SOURCECHECK · CITATIONS
the library ↗
Model
Questions
What the model cited
sourcecheck · resolution

CITATION INTEGRITY · EVERY RECORD IS REAL

When an AI cites a paper, does the paper exist?

Language models invent citations, real-looking DOIs that resolve to nothing, and they cite papers that were retracted years ago, because a model cannot know a paper was withdrawn after its training cutoff. This board asks frontier models scientific questions, makes them cite the literature, and runs every citation through sourcecheck, an open-source source-integrity gate. The two headline numbers are pure registry lookups: no language model grades anything, because for these checks a language model is the thing being checked.

THE FINDING

Models flag the retractions they learned, and miss the ones they cannot know.

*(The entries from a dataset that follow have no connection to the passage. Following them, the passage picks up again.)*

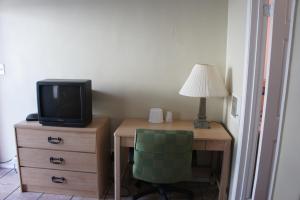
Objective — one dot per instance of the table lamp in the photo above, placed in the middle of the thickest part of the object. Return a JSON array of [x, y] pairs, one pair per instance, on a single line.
[[204, 81]]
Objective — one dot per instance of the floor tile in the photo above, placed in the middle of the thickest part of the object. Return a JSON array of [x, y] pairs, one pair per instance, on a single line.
[[83, 198], [54, 197], [8, 184]]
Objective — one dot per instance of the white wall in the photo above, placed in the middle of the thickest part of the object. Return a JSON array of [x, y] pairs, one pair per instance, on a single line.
[[138, 54], [236, 40], [288, 179]]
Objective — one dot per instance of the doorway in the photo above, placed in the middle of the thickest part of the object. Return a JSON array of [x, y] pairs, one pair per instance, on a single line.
[[270, 36]]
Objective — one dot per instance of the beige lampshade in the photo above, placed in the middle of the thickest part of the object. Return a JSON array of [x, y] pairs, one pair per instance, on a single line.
[[204, 81]]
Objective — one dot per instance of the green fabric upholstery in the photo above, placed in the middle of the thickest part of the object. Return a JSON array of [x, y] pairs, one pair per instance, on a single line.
[[162, 156]]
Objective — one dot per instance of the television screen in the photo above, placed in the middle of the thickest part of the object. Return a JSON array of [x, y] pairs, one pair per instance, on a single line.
[[60, 101]]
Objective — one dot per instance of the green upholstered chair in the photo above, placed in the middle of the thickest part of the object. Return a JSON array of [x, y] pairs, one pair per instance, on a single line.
[[163, 157]]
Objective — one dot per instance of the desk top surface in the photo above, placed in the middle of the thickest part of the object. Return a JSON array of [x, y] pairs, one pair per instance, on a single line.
[[215, 132]]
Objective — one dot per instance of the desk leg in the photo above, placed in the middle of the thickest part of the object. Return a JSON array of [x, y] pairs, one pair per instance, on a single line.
[[225, 172], [117, 167]]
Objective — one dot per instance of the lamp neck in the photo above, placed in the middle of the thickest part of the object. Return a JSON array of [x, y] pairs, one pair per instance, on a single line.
[[202, 108]]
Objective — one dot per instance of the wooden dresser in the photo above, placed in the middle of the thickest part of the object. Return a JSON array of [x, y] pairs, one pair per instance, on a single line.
[[64, 160]]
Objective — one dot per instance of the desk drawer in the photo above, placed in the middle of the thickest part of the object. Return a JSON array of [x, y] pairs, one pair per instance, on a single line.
[[55, 181], [44, 139], [74, 161]]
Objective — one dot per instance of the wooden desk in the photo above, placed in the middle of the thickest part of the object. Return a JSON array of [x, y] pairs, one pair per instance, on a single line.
[[214, 139]]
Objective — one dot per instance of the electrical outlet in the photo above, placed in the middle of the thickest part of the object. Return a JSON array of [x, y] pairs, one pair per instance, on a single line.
[[2, 69]]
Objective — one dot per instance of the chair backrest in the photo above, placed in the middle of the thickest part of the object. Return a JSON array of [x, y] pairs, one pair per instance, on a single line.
[[162, 156]]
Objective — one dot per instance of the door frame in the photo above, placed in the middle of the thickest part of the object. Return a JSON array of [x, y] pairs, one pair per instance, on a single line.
[[249, 121]]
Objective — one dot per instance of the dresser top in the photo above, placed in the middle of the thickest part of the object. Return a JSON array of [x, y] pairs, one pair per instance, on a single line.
[[96, 123], [215, 132]]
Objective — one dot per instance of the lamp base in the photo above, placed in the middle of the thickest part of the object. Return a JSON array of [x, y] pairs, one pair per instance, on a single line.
[[201, 123]]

The same models were asked about famous old retractions and about prominent papers retracted after their training cutoff. On the old ones they usually cited the paper and noted it was retracted. On the recent ones they cited it as solid evidence with no idea, because the withdrawal is newer than their training data. sourcecheck flagged both. This is the value a smarter model cannot replace, and six of the post-cutoff misses came from the top-tier models.

THE THREE CHECKS

Existence, validity, presence. All lookups, no judgment.

Existence

Does the source resolve?

Every cited DOI is looked up in OpenAlex and Crossref. A DOI that resolves to no work is a fabrication, and DOI resolution is precision-first: no fuzzy fallback to a paper that merely looks similar. This is the headline ranking number, and no model can fake it.

Validity

Has it been retracted?

A resolved source is checked against OpenAlex's retraction flag and Crossref's retraction notices (sourced from Retraction Watch). This is the differentiator: no other grounding or hallucination leaderboard checks it, and it is exactly what a model cannot know past its cutoff.

Presence

Is the claim in the source?

For claims with a quotable span, sourcecheck checks the text is actually in the resolved source. This is the one axis that shades into judgment, so on this board it ships as an experimental secondary, never in the headline.

THE BOARD

Fabricated-citation rate, this run.

Every model gets the same questions and a protocol that lets it decline a citation, honest, never penalized. Fabrication rate is the fraction of the citations it did assert that resolve to no real work. A model that declines everything scores 0% but cites nothing, so coverage is shown alongside.

THE RETRACTION WALL

Real papers, retracted, cited anyway.

These resolved to real papers that have since been retracted for data fraud or error. Models cited them, often without noting the retraction, because the withdrawal happened after training. sourcecheck flagged every one. That gap, the model cites it, the registry knows it is dead, is the whole reason the library exists.

HONEST SCOPE

What this measures, and what it does not.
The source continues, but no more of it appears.